The transmission of bacterial zoonotic pathogens from animals to humans can occur in several ways: - via inhalation or ingestion, via the conjunctiva or via bites and other injuries inflicted by animals. The literature suggests that for transmission to occur from animal to humans a degree of proximity is required or, as in most cases, contact needs to occur, as it is believed aerosol transmission occurs only over very short distances.
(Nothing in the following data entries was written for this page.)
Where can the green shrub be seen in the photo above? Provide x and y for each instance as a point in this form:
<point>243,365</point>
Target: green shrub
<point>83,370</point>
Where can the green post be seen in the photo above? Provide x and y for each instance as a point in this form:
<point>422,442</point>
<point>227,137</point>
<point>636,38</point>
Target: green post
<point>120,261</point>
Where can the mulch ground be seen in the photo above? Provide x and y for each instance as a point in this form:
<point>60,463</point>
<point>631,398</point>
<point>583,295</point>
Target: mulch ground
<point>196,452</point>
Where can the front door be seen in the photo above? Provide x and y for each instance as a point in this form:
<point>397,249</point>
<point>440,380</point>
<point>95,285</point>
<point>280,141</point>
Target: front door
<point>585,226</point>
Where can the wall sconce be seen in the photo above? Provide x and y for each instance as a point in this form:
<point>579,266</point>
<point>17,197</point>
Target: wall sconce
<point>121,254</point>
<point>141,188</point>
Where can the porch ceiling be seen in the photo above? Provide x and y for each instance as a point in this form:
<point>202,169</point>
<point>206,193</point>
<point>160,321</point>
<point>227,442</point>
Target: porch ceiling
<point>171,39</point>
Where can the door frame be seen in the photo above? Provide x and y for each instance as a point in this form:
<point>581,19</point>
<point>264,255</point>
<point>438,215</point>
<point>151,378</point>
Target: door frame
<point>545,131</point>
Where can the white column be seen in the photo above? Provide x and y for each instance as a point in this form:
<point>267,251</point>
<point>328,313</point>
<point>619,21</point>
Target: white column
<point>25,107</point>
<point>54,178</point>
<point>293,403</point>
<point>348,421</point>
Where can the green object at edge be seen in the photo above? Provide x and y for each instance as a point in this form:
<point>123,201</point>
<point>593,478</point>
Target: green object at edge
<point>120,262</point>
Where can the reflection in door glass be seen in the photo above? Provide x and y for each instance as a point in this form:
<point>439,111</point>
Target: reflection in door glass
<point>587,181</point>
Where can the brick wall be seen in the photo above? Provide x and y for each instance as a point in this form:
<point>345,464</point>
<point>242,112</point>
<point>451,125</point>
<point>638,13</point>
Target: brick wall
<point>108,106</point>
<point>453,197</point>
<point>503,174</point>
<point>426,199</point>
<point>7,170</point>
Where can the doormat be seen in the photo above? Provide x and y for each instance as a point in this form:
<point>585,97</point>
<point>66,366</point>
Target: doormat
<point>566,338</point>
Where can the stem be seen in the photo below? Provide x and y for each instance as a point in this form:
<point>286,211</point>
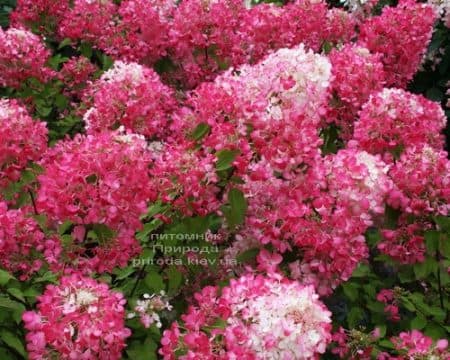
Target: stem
<point>438,275</point>
<point>139,277</point>
<point>33,202</point>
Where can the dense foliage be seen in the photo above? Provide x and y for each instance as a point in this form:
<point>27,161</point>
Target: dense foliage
<point>224,179</point>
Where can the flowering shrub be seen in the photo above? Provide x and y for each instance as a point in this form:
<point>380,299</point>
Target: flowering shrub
<point>224,179</point>
<point>79,318</point>
<point>254,317</point>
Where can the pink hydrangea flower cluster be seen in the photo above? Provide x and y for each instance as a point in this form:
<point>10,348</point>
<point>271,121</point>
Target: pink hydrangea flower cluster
<point>22,55</point>
<point>202,38</point>
<point>320,214</point>
<point>356,75</point>
<point>359,181</point>
<point>401,34</point>
<point>142,30</point>
<point>44,14</point>
<point>79,318</point>
<point>422,175</point>
<point>394,119</point>
<point>185,178</point>
<point>415,344</point>
<point>149,308</point>
<point>281,99</point>
<point>75,73</point>
<point>89,20</point>
<point>254,317</point>
<point>23,246</point>
<point>405,243</point>
<point>22,140</point>
<point>94,181</point>
<point>268,27</point>
<point>130,95</point>
<point>388,297</point>
<point>203,34</point>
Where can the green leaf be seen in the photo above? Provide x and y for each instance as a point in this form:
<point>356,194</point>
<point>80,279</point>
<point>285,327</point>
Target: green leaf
<point>247,255</point>
<point>355,316</point>
<point>361,271</point>
<point>235,215</point>
<point>64,43</point>
<point>5,277</point>
<point>10,304</point>
<point>419,322</point>
<point>154,281</point>
<point>225,159</point>
<point>103,232</point>
<point>443,222</point>
<point>351,290</point>
<point>61,101</point>
<point>422,270</point>
<point>435,94</point>
<point>124,273</point>
<point>86,50</point>
<point>16,293</point>
<point>444,247</point>
<point>200,131</point>
<point>175,280</point>
<point>432,241</point>
<point>13,342</point>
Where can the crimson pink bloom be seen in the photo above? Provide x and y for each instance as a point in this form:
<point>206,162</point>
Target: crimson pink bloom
<point>422,174</point>
<point>356,75</point>
<point>43,14</point>
<point>401,34</point>
<point>79,318</point>
<point>130,95</point>
<point>259,316</point>
<point>415,344</point>
<point>23,246</point>
<point>22,55</point>
<point>101,184</point>
<point>22,140</point>
<point>393,119</point>
<point>186,178</point>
One pathogen commonly transmitted to humans via bite is Pasteurella multocida, a bacterium known to cause numerous endemic and epizootic diseases in a wide range of domestic and wild animal species. P. multocida is part of the normal flora in the upper respiratory tract of many animal species from wild birds, domestic animals, marine mammals to chimpanzee, but is also both an opportunistic and a primary pathogen. The disease symptoms observed depend on the mode of transmission, on the host species and on the strain of P. multocida. Transmission to humans has been reported due to bites, scratches and licks from wild and domestic animals. Our research group has researched unusual intra- species transmissions of P. multocida and we have been involved in cases of zoonotic infections associated with close relatives of P. multocida – Lonepinella spp and Mannheimia glucosida.
The worrying point is that transmission of these pathogens does not have to be due to bites or injuries. Rather, contact with abrasions of skin via licking or contaminated environment is enough. This indicates that health and safety issues are an important aspect when handling animals, be they wild or domestic animals.
Importantly, transmission is not only in one direction and can also involve transmission of disease from humans to animals, reverse zoonosis. Of particular importance, due to the link to antimicrobial resistance, is reverse zoonosis associated with methicillin-resistant Staphylococcus aureus (MRSA). It has been shown that strains of MRSA can be transmitted from humans to animals and vice versa.